R-D Seminar: Analyzing weather data to improve prediction of freezing rain events

R-D Seminar: Analyzing weather data to improve prediction of freezing rain events
October 16, 2018 11:00
CRIM (405, avenue Ogilvy, bureau 101, Montréal)


Analyzing weather data to improve prediction of freezing rain events

Freezing rain can cause severe damage, particularly when it persists for many hours. A striking example is the January 1998 Ice Storm, which paralyzed southern Quebec for several weeks. Despite its potentially devastating impacts, forecasting freezing rain remains particularly challenging. Here, we analyze nearly 200,000 observations of freezing rain over Canada and the United States from 1979 to 2016 with Python in order to better understand the conditions favorable for freezing rain event persistence. This allows us to identify key features of long-duration freezing rain events that meteorologists can look for when attempting to determine the severity of a predicted ice storm. In this talk, we will discuss our analysis of these weather observations and how this analysis could be applied to improving weather forecasts. We will also briefly discuss the application of weather observation data to predictions of other variables using open data, for example to predict bicycle traffic on a given day.

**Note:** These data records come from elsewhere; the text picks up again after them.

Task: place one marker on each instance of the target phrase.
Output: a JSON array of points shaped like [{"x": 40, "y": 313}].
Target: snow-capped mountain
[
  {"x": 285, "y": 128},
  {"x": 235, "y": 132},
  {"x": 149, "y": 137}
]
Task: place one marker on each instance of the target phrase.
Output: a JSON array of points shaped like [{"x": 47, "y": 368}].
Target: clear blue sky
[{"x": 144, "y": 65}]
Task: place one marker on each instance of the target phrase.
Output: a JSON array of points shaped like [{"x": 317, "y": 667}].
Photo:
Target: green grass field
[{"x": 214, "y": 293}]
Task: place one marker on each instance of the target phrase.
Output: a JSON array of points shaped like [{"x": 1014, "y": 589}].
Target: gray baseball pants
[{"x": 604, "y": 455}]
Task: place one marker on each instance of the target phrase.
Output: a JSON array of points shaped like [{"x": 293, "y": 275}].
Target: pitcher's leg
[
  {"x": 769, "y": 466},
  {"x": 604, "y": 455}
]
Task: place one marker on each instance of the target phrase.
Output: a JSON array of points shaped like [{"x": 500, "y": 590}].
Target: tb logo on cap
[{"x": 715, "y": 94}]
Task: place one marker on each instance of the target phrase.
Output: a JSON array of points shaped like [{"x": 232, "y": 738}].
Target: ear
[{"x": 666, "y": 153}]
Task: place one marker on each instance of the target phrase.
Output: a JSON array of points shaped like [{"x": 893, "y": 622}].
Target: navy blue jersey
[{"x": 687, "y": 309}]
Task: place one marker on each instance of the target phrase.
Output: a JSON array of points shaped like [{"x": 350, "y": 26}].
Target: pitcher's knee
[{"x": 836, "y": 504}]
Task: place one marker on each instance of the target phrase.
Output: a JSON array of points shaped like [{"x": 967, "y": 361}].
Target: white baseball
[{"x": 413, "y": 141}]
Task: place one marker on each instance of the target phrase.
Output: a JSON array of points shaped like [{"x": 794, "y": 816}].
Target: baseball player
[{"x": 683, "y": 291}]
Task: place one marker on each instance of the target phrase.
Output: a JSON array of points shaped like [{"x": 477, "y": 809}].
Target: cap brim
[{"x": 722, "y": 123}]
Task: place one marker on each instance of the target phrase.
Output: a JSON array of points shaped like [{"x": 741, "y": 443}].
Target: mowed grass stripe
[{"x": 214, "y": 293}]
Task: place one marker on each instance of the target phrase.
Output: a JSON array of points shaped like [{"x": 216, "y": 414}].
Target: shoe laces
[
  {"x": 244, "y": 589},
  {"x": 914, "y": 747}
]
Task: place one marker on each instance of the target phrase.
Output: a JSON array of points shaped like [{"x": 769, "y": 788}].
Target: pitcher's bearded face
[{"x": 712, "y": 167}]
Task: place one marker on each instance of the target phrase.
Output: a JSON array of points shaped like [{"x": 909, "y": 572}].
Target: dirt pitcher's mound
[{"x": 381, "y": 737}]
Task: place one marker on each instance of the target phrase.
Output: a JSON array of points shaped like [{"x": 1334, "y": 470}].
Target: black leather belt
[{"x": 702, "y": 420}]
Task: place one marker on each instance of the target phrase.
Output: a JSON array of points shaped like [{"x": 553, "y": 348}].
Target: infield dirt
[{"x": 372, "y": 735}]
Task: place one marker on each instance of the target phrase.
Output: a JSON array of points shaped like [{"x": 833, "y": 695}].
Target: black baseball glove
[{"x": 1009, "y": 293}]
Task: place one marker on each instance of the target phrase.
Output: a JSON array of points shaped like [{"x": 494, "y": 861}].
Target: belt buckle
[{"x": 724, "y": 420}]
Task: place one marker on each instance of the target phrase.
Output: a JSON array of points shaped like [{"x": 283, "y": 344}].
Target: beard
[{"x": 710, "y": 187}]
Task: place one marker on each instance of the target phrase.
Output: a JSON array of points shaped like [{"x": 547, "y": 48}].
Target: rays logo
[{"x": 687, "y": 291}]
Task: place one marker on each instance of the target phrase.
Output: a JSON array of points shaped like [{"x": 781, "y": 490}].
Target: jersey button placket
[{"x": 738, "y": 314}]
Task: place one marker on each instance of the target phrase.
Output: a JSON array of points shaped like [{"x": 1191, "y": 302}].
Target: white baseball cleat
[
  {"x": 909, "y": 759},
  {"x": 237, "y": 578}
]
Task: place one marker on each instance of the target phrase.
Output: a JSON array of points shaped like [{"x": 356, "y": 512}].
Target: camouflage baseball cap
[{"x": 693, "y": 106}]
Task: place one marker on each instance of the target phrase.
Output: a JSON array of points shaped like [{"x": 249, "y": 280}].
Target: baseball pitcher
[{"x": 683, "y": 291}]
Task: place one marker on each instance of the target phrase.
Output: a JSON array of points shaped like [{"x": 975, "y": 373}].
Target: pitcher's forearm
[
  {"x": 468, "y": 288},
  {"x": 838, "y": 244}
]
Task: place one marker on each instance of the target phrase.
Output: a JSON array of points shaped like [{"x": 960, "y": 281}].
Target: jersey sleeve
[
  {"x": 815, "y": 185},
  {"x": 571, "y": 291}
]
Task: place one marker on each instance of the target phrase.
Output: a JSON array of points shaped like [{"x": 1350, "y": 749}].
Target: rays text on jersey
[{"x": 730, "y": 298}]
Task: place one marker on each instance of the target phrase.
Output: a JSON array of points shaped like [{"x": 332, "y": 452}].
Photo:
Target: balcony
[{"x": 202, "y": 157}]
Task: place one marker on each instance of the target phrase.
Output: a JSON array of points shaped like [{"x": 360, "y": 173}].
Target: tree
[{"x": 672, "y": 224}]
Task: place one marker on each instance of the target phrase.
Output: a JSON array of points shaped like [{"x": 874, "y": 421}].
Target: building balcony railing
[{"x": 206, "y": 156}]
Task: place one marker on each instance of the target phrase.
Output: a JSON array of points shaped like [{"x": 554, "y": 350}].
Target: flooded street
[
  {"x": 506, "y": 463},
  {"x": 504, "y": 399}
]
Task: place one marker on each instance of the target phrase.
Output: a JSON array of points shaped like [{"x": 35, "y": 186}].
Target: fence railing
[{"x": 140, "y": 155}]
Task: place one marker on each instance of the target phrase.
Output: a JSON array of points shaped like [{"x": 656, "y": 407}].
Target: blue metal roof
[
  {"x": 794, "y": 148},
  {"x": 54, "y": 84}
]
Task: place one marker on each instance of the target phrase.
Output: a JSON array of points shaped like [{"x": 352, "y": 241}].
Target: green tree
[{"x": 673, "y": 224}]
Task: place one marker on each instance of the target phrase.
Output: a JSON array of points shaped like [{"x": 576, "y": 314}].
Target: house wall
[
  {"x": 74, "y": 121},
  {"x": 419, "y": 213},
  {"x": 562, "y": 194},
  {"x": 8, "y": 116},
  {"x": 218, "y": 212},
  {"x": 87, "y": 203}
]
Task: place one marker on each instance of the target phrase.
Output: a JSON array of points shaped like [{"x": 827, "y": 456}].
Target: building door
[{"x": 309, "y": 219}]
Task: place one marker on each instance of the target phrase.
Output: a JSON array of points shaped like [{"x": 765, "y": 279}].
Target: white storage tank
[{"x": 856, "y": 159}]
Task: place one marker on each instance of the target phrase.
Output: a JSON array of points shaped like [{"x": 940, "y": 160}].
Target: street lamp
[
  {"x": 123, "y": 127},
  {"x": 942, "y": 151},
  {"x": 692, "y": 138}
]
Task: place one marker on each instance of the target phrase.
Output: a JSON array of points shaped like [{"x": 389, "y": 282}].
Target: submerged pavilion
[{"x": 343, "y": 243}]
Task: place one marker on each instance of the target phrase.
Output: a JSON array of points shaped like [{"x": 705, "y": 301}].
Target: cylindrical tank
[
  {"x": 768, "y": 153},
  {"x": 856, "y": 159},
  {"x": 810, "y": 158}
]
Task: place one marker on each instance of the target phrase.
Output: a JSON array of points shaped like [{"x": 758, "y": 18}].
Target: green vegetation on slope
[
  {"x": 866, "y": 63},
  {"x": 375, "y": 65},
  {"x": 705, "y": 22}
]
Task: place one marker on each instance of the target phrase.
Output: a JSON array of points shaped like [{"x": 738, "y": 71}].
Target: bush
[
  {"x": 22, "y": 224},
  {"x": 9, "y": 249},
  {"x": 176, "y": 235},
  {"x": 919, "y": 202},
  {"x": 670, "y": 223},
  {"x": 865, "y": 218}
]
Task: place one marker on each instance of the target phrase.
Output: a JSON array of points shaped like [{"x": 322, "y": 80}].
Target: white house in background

Christopher McCray, Ph.D. student in Atmospheric and Oceanic Sciences at McGill University.


Christopher McCray is a Ph.D. student in the Department of Atmospheric & Oceanic Sciences at McGill University, under the supervision of Prof. John Gyakum. His research interests focus on weather prediction and large-scale meteorology, with a focus on winter weather phenomenon. He has completed research internships at several offices of the U.S. National Weather Service as well as at IBM Research in Yorktown Heights, New York. He graduated with a Bachelor of Science degree in Atmospheric Sciences and Mathematics at Lyndon State College in Vermont in 2015.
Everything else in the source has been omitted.